Nach der hauchdünnen Doppelniederlage hatte Robert Gardos gegen Patrick Baum neuerlich mit dem Fluch der knappen Sätze zu kämpfen. Bereits den Eröffnungssatz musste er nach Abwehr von sieben Satzbällen noch mit 17:19 abgeben, nach dem zwischenzeitlichen 11:5-Ausgleich gingen auch die Durchgänge drei und vier im Nachspiel mit 13:15 bzw. 10:12 verloren. Nun war der Deutsche endgültig nicht mehr zu stoppen, mit 11:4 holte er sich Satz fünf rasch zum 4:1-Erfolg. Überraschend kam das Aus für Chen Weixing. Östereichs Nummer zwei ging gegen Marcos Freitas zwar als Favorit an die Platte, der Portugiese war aber taktisch perfekt eingestellt und konnte als Linkshänder gewaltigen Druck in die Rückhandseite von Chen erzeugen ohne dabei überhastet und ungeduldig zu agieren. Der Austrochinese konnte dadurch zu selten seine gefürchteten Gegenangriffe starten und konnte sich kaum aus der Umklammerung seines Gegners befreien. Mit 1:4 (-9,-5,5,-5,-5) fiel die Niederlage auch in den Satzergebnissen ziemlich deutlich aus.
 
Schlager bärenstark ins Viertelfinale
 
Nach zwei lockeren 4:0-Auftaktsiegen in den Runden eins und zwei und einem 4:2 über Lokalmatador Petr Korbel zeigte Werner Schlager im Achtelfinale gegen den Franzosen Christophe Legout Tischtennis auf allerhöchstem Niveau. Vom ersten Ballwechsel an agierte der Vize-Europameister vom Vorjahr ungemein konzentriert und ließ nie einen Zweifel über den Ausgang aufkeimen.
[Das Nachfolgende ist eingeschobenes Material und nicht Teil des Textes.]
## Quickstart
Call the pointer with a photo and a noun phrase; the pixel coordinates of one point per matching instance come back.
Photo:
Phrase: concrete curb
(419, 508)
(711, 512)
Zu überlegen zeigte sich 37-jährige Östereicher gegen seinen um ein Jahr jüngeren Gegner, beherrschte das Geschehen nach Belieben und ist nach einem 4:0 (8,4,7,6) nur mehr einen Sieg von seiner insgesamt 17. EM-Medaille entfernt. Gegner in diesem Spiel ist Belgiens Dauerbrenner Jean-Michel Saive.
 
"Ich bin mit meiner Leistung von heute zufrieden, ich habe meine Taktik opimal umsetzen können. Außerdem konnte ich sein Service sehr gut retournieren, dadurch kam er kaum in den Angriff. Er musste dann sehr viel Risiko nehmen, dadurch hat sich auch seine Fehlerquote erhöht.", freute sich der Österreicher über den klaren Sieg.
 
 
3.Runde       Chen Weixing - Marcos Freitas (POR)    1:4 (-9,-5,5,-5,-5)
                   Werner Schlager - Petr Korbel (CZE)       4:2 (-6,12,-7,6,5,8)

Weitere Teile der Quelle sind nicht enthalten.